BERORASI Hari Buruh digunakan massa dari Front Perjuangan Rakyat (FPR) Kalbar berorasi menyampaikan tuntutanya di Taman Digulis, Kota Pontianak, Rabu (1/5) pagi. Andi Ridwansyah/Rakyat Kalbar.

eQuator.co.id – PONTIANAK-RK. Peringatan Hari Buruh (May Day), Rabu (1/5), diisi dengan menggelar aksi di Taman Digulis, Kota Pontianak. Dalam orasinya, puluhan orang yang tergabung dalam Front Perjuangan Rakyat (FPR) Kalbar mendesak pemerinah mencabut Peraturan Pemerintah Nomor 78 Tahun 2015 (PP 78/2015) tentang Pengupahan.

Massa membawa banner bertuliskan “Perkuat Persatuan Klas Buruh dan Kaum Tani, Serta Seluruh Rakyat Tertindas, Lawan Seluruh Kebijakan Rezim Fasis Jokowi yang Menindas Buruh dan Rakyat Indonesia.”
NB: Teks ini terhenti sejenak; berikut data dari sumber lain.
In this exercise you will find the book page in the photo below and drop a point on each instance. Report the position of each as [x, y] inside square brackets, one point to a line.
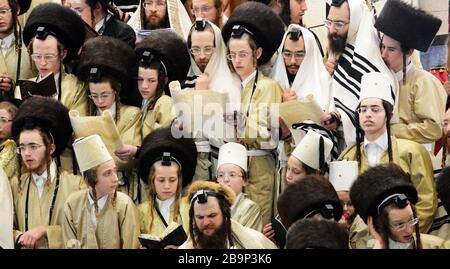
[103, 125]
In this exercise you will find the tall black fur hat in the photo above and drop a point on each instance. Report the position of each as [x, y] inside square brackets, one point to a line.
[376, 184]
[313, 194]
[61, 22]
[170, 49]
[49, 115]
[104, 55]
[412, 27]
[259, 19]
[161, 141]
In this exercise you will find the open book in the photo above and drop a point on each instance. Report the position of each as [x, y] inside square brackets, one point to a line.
[173, 235]
[45, 87]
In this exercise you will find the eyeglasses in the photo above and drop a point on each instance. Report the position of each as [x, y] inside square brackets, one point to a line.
[47, 57]
[203, 9]
[159, 4]
[298, 55]
[338, 25]
[33, 147]
[231, 175]
[206, 50]
[241, 55]
[403, 226]
[374, 109]
[4, 120]
[102, 96]
[4, 12]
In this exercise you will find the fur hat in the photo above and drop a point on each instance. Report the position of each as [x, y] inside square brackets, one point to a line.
[49, 115]
[62, 22]
[200, 185]
[312, 193]
[443, 188]
[181, 150]
[259, 19]
[377, 183]
[24, 6]
[412, 27]
[316, 234]
[170, 49]
[107, 55]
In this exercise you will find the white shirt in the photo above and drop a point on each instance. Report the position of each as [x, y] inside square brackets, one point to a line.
[374, 149]
[164, 208]
[41, 179]
[247, 80]
[101, 204]
[6, 43]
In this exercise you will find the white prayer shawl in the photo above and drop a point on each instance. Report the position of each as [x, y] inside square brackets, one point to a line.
[6, 212]
[312, 77]
[362, 55]
[178, 18]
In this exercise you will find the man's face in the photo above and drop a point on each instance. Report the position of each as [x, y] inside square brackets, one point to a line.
[296, 50]
[338, 28]
[5, 20]
[391, 53]
[210, 228]
[46, 56]
[373, 123]
[202, 44]
[298, 9]
[155, 13]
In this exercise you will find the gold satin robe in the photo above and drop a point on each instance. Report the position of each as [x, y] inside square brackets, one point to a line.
[421, 107]
[262, 170]
[38, 208]
[414, 159]
[117, 224]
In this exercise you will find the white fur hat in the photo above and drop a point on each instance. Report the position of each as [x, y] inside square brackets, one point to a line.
[376, 85]
[90, 152]
[308, 150]
[233, 153]
[342, 174]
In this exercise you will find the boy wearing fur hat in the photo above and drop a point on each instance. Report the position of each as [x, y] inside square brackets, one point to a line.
[375, 145]
[232, 172]
[210, 223]
[422, 98]
[385, 199]
[42, 130]
[14, 59]
[99, 217]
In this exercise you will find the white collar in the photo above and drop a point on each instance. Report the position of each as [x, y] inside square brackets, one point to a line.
[381, 141]
[399, 74]
[248, 79]
[43, 176]
[8, 41]
[112, 109]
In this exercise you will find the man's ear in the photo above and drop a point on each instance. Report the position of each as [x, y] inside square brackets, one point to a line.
[258, 52]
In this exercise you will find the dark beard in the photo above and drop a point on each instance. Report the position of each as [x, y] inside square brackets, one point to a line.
[218, 240]
[337, 46]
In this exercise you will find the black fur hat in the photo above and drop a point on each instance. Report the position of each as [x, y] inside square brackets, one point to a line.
[412, 27]
[104, 55]
[376, 184]
[259, 19]
[312, 194]
[59, 21]
[443, 187]
[161, 141]
[315, 233]
[170, 49]
[24, 6]
[49, 115]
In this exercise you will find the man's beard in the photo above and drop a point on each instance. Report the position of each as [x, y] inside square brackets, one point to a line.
[218, 240]
[337, 43]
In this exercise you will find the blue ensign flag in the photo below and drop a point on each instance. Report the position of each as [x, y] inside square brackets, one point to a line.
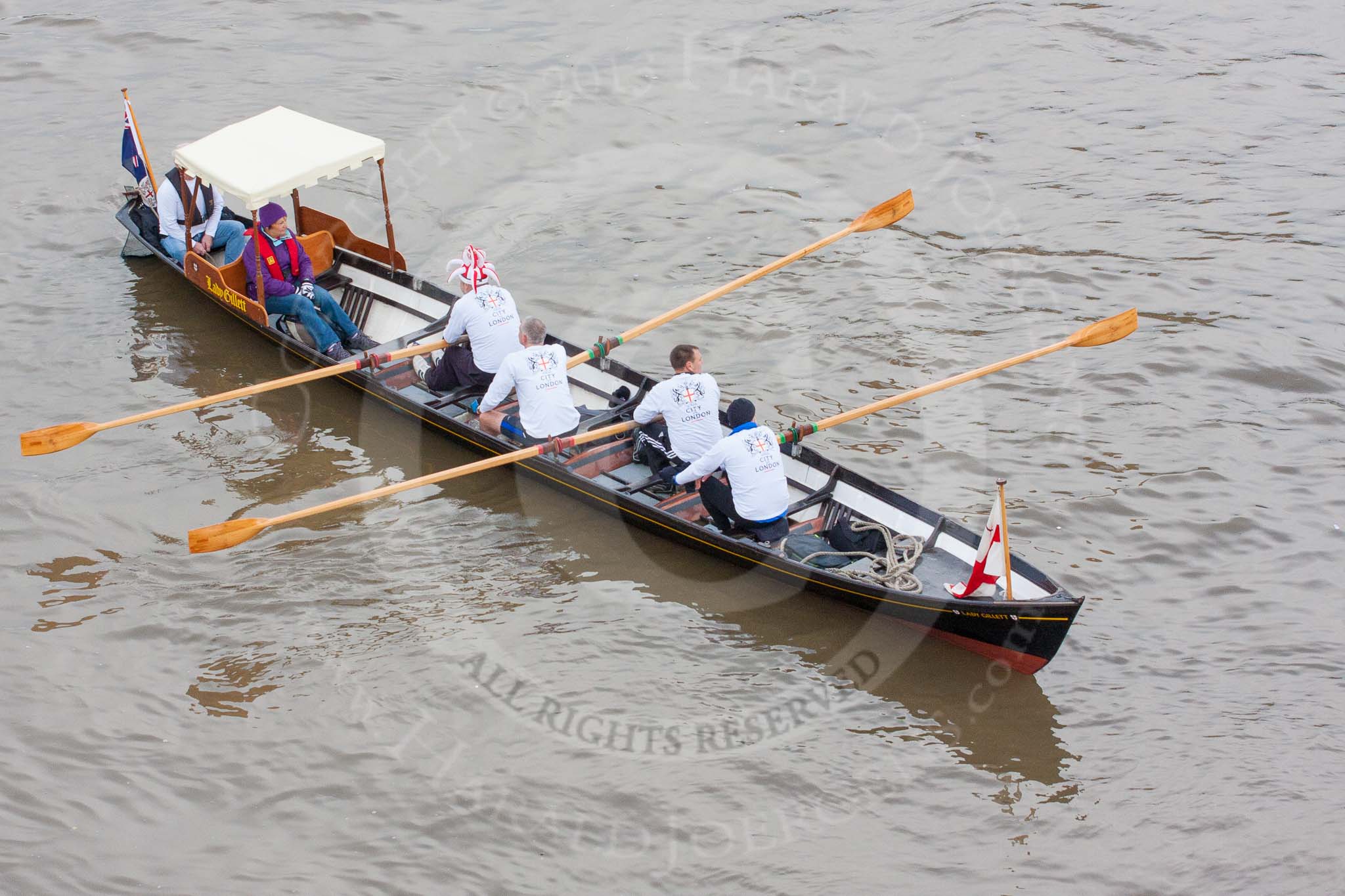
[133, 156]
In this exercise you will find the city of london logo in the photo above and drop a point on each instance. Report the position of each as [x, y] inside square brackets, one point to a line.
[688, 394]
[759, 444]
[490, 301]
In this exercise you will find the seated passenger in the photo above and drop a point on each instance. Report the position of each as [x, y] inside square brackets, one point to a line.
[287, 276]
[758, 495]
[689, 402]
[486, 314]
[208, 230]
[537, 372]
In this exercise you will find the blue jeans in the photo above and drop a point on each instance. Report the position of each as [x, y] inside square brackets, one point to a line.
[228, 234]
[315, 320]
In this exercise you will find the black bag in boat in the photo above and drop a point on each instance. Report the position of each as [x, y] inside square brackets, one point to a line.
[799, 545]
[870, 542]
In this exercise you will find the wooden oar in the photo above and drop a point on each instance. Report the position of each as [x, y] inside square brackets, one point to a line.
[58, 438]
[880, 215]
[1099, 333]
[227, 535]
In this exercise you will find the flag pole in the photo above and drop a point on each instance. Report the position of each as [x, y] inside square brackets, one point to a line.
[135, 124]
[1003, 539]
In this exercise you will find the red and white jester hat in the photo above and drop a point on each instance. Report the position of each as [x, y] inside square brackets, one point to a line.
[472, 268]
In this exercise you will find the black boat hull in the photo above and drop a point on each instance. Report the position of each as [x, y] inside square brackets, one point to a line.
[1023, 634]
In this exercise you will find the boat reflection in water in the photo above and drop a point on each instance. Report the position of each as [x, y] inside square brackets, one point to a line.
[986, 715]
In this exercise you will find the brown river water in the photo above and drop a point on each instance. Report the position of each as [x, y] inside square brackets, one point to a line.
[361, 704]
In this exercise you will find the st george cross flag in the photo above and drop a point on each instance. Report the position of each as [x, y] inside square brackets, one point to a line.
[990, 561]
[133, 156]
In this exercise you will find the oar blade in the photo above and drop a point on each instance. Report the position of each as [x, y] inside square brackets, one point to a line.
[1107, 331]
[884, 214]
[223, 535]
[55, 438]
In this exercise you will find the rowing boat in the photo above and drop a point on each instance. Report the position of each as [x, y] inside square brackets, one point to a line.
[395, 308]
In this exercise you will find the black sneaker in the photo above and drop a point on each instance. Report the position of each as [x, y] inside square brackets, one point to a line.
[359, 343]
[337, 352]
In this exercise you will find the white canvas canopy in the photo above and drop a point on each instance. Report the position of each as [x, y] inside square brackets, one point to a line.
[267, 156]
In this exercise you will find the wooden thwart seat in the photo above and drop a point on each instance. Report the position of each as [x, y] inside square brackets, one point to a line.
[603, 458]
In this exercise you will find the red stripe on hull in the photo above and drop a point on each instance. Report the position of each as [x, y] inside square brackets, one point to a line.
[1016, 660]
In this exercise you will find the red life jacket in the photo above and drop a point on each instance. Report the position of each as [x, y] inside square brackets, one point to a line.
[268, 255]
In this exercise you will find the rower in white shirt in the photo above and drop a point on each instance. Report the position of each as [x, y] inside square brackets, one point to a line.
[486, 314]
[689, 403]
[758, 495]
[537, 372]
[208, 230]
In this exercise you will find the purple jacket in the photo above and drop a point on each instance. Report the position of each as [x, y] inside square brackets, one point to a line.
[272, 285]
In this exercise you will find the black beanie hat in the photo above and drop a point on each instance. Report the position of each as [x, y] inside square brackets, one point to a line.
[740, 412]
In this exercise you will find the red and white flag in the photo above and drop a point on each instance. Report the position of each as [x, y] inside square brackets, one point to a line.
[990, 561]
Andres Ferdi Hardianto, Koordinator Aksi mendesak pemerintah memperhatikan nasib buruh di Kalbar. “Bukan hanya memperhatikan pihak swasta atau perusahaan milik negara, tapi buruh, mulai dari hak mendapatkan kesehatan, kesejahteraan, dan pendidikan untuk anak-anak buruh yang harus diperhatikan,” kata Andres kepada wartawan.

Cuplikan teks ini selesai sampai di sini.